A GNR envia, a partir da Fortaleza, diversos guardas e um guarda fios para proteger a saída das camionetas e reparar as ligações telefónicas e telegráficas. Na zona do Juncal, a GNR abre caminho à força das armas, matando o marítimo Francisco de Sousa, natural de Peniche, e ferindo, entre outros, José Mendes, marítimo, natural da Nazaré, além de identificar e prender cerca de 50 manifestantes.

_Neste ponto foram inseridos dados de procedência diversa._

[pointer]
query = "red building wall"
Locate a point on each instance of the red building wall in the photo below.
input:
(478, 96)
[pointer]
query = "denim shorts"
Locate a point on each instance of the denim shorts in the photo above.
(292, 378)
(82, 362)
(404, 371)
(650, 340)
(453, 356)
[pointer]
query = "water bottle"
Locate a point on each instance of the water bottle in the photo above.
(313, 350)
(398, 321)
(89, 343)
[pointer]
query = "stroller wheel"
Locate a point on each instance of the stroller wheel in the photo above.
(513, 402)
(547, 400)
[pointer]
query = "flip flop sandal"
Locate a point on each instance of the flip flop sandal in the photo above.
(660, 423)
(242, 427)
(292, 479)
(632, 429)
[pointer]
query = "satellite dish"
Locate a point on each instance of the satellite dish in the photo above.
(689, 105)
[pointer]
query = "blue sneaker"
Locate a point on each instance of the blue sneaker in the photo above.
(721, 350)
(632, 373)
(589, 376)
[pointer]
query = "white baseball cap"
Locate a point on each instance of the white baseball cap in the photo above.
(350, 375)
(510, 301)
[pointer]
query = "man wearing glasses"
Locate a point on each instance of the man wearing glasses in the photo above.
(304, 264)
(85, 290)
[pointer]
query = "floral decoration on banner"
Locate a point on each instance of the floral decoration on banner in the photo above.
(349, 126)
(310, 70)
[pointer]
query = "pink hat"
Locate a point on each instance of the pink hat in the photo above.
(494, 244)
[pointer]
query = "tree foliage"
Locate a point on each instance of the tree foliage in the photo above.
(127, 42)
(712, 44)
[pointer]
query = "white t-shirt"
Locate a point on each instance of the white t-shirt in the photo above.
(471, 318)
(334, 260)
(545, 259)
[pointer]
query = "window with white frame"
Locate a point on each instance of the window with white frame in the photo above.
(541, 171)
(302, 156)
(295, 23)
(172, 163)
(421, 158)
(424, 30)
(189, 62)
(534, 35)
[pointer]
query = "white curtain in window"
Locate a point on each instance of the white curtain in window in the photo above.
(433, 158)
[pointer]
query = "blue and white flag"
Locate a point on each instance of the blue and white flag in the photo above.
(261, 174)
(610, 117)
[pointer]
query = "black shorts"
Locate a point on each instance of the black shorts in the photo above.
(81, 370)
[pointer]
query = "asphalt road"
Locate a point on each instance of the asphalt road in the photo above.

A multidão resiste atirando pedras e provocando alguns feridos entre os guardas da GNR.
Chegam reforços de Lisboa e de outros locais, GNR, PSP e PVDE, iniciando-se uma nova fase da repressão – até a Associação Comercial é obrigada a retirar a bandeira que tinha colocado a meia haste na sua sede…
A resistência dos pescadores e do povo de Peniche, aparentemente derrotada naquele dia 13 de novembro, viria a mostrar a sua força: logo no dia 22 de novembro, o governo viu-se obrigado a conceder a amnistia a todos os mestres de traineiras de Peniche condenados pelas infrações cometidas (ver em anexo o Decreto-lei n.º 26084, de 22 de novembro de 1935), visando assegurar a pesca e a produção nas fábricas de conservas.
Cfr. “O motim de 1935”, de Adriano Constantino, Luís Rendeiro, Tiago de Oliveira Alves e Inês Grandela Lourenço, Investigadores do Centro de Estudos e de Defesa do Património da Região de Peniche (in Atas do II Congresso de História do Movimento Operário e dos Movimentos Sociais em Portugal 06-07 de abril de 2015, IHC-FCSH-UNL – Org. Cátia Teixeira).
Cfr. avante!, Série II, n.º 14, dezembro de 1935, sob o título "As massas de Peniche lutam e vencem!"